In a previous post on the rollover of a US retirement plan to an RRSP, I argued that the IRS viewed “periodic” as non-restrictive in treaty pension provisions.
The consequence being: When Article XVIII paragraph (2)(b) of the US-Canada tax treaty limited the US tax on a Canadian resident’s “periodic pension payment” to 15%, that limit also applied to lump-sum payments (such as a full liquidation) from a 401(k) plan or an Individual Retirement Account (IRA).
But the IRS recently clarified their position on the US-Canada treaty, and it is decidedly not the one they took in Letter Ruling 9041041, where they reasoned that “the term ‘periodic’ is simply descriptive of a pension payment generally”.
Instead they quietly revised Tax Treaty Table 1 in Feb 2019 to insert a straightforward assertion in footnote ii:
“In Canada, the 15% rate does not apply to a lump-sum payment.”
That’s a blow to RRSP rollovers under subsection 60(j) of the Income Tax Act (Canada), which involve a lump-sum withdrawal from a US plan. Such a withdrawal is likely to face a higher rate of US tax without treaty protection.
In some cases, it might still be possible to do a tax-neutral 60(j) rollover.
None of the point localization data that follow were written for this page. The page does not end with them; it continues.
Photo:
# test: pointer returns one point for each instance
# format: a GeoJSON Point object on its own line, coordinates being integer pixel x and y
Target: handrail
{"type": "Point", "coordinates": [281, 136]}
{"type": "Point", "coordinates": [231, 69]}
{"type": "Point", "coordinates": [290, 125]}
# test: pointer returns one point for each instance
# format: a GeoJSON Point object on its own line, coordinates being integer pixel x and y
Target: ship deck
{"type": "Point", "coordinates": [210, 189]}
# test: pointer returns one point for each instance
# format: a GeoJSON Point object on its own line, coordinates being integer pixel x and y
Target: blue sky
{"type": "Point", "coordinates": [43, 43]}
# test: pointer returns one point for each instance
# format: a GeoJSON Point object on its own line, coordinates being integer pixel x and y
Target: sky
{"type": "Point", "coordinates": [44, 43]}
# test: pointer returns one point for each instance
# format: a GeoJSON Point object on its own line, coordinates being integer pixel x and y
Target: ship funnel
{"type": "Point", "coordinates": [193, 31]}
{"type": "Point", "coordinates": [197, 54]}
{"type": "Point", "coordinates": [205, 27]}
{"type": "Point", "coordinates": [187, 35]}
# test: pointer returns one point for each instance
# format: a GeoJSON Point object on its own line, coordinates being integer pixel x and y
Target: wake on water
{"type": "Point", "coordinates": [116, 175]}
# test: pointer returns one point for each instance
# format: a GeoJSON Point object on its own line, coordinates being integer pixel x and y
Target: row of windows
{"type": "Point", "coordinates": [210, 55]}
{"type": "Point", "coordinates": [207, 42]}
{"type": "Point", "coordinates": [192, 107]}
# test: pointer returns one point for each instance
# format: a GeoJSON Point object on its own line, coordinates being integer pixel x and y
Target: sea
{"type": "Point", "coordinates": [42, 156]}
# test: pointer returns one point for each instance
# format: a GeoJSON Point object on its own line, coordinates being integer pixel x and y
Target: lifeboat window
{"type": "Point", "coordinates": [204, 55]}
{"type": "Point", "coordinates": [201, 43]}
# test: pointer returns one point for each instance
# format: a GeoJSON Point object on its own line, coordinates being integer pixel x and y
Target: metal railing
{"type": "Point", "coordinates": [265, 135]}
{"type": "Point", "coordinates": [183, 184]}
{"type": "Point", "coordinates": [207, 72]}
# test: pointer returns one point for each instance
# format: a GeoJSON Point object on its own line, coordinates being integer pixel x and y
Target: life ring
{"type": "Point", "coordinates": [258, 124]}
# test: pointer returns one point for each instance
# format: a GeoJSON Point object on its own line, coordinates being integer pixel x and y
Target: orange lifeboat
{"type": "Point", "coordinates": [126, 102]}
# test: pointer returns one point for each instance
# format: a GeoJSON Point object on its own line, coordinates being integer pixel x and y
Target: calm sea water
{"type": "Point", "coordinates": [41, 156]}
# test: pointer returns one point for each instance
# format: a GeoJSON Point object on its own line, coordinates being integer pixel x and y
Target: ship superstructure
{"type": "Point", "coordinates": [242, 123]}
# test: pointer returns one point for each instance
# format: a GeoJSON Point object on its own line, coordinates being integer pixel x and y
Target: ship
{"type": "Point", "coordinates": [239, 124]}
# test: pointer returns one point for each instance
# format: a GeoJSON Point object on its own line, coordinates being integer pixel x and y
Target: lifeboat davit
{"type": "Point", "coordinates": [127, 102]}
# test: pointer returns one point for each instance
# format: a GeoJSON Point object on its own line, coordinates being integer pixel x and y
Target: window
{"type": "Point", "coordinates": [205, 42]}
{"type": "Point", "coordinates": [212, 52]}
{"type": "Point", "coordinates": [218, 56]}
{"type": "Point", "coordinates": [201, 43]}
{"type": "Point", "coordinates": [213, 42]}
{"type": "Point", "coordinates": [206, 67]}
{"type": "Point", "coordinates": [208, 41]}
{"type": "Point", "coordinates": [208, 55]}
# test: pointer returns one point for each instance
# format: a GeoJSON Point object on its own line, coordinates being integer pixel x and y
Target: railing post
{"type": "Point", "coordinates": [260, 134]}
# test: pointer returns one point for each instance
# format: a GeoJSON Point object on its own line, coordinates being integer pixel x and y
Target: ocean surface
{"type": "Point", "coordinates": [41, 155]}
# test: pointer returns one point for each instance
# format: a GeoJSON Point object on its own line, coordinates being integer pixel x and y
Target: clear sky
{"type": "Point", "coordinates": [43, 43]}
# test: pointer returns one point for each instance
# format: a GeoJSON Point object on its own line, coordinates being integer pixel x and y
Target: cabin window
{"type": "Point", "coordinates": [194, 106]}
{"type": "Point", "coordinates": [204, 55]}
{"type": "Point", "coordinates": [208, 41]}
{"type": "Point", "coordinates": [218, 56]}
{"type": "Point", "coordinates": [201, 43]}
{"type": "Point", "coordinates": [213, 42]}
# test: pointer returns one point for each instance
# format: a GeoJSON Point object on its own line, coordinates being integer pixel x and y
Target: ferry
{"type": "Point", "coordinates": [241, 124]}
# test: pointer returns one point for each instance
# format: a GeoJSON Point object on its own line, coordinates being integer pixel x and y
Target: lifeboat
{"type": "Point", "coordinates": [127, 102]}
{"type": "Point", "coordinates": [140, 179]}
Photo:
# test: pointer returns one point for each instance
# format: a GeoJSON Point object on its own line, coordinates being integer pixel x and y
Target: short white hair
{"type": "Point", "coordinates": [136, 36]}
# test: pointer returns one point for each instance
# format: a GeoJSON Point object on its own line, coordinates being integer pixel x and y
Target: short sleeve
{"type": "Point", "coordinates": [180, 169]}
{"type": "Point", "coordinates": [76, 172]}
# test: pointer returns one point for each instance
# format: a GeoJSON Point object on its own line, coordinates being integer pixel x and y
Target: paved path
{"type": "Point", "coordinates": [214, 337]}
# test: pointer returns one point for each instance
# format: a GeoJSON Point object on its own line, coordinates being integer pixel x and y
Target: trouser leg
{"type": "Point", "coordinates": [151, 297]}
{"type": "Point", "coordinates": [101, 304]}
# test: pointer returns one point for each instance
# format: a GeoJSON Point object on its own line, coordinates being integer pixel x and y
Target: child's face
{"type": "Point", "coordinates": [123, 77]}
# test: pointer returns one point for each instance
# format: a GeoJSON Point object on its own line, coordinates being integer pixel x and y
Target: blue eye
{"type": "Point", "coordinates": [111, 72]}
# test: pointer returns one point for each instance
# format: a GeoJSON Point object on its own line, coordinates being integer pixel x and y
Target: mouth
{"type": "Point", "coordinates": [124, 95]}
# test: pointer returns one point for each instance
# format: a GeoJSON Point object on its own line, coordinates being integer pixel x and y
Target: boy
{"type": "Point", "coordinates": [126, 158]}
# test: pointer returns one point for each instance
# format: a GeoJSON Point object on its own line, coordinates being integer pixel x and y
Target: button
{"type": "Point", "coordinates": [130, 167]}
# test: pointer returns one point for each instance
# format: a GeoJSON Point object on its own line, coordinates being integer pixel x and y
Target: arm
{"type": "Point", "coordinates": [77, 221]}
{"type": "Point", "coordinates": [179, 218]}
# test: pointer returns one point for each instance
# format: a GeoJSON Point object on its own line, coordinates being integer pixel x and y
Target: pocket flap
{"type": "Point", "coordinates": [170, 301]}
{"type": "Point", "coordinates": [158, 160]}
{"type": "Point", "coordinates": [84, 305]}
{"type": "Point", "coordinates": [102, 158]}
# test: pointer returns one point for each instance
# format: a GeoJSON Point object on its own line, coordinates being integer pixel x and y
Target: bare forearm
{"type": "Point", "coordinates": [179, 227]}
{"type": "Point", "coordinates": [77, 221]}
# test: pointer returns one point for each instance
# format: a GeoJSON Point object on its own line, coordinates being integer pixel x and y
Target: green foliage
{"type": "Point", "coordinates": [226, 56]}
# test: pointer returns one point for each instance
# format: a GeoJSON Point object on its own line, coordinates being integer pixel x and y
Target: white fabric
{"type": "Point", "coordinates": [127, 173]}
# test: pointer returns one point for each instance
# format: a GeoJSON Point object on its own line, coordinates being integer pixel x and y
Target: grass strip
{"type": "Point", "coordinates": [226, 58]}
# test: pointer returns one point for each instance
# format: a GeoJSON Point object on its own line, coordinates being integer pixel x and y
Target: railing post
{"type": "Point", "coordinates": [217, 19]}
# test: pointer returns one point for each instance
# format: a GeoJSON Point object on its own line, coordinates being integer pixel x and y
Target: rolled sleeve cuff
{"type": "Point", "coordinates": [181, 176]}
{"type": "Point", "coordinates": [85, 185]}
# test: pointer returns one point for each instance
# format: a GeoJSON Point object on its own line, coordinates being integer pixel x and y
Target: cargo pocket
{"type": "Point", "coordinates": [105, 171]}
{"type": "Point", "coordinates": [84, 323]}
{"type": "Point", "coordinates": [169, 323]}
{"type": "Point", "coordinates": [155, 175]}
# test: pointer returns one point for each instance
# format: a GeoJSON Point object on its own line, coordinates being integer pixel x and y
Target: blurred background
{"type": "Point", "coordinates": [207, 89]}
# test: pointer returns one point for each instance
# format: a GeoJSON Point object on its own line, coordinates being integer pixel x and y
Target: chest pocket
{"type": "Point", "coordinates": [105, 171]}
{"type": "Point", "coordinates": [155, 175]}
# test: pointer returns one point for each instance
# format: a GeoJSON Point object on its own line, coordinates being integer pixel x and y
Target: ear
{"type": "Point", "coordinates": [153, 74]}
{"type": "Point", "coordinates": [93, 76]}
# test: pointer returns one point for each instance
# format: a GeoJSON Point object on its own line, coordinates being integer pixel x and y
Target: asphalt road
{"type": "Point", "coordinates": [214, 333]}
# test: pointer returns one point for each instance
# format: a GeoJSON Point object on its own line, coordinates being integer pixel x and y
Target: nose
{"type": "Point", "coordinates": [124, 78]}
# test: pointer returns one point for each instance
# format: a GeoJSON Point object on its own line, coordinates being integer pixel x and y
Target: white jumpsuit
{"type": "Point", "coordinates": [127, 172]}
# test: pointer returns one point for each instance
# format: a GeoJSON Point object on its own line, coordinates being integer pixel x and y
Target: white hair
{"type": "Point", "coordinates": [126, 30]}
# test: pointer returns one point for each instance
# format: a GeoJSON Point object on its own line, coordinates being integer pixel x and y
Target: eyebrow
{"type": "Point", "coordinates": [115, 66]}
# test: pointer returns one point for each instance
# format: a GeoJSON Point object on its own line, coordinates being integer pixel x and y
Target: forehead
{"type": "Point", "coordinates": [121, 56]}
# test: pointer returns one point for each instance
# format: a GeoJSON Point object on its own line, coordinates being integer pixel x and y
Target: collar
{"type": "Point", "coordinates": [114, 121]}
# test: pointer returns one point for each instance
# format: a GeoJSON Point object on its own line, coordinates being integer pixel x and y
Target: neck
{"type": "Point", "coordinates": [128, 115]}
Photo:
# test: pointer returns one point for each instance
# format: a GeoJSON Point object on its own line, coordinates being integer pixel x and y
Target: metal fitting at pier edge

Canada considers the full US tax liability to be “non-business income tax paid to a foreign country” for purposes of the Canadian foreign tax credit, even if it exceeds the treaty rateCRA Document 2011-0398741I7. But the taxpayer’s income from other sources in the year of the rollover would need to produce sufficient Canadian tax to fully utilize the credit. More US tax makes this a higher bar to clear.
Anyone wishing to claim, contrary to the IRS’s footnote, that the 15% treaty rate applies to their lump-sum withdrawal in Canada, may wish to explain their interpretation of the treaty on a Form 8275 disclosure with their return, to preserve a potential “reasonable basis” defense against the 20% accuracy penaltyReg § 1.6662-3(c)(2) if they don’t prevail on the merits of their position.
The IRS’s revisions to Tax Treaty Table 1 suggest that they are taking a piecemeal approach to parsing treaty language, rather than applying interpretive principles consistently between countries. The United Kingdom gets a similar “no lump sum” callout in the same footnote. But there’s no indication that they are reversing course on Australia, where they took the opposite stanceLetter Ruling 200416008.
If there’s anything good to be said for the IRS’s newly-elucidated position on the Canada treaty, it’s that it reciprocates Canada’s own interpretation in the mirror situation. A US resident seeking treaty benefits on a lump sum payment from a Canadian pension plan or RRSP will have their hopes dashed by section 5 of the Income Tax Conventions Interpretation Act (Canada):
“periodic pension payment” means… a pension payment other than
(a) a lump sum payment… under a registered pension plan,
(b) a payment before maturity… under a registered retirement savings plan, …
Perhaps someone at the IRS noticed that Canada wasn’t playing nice here.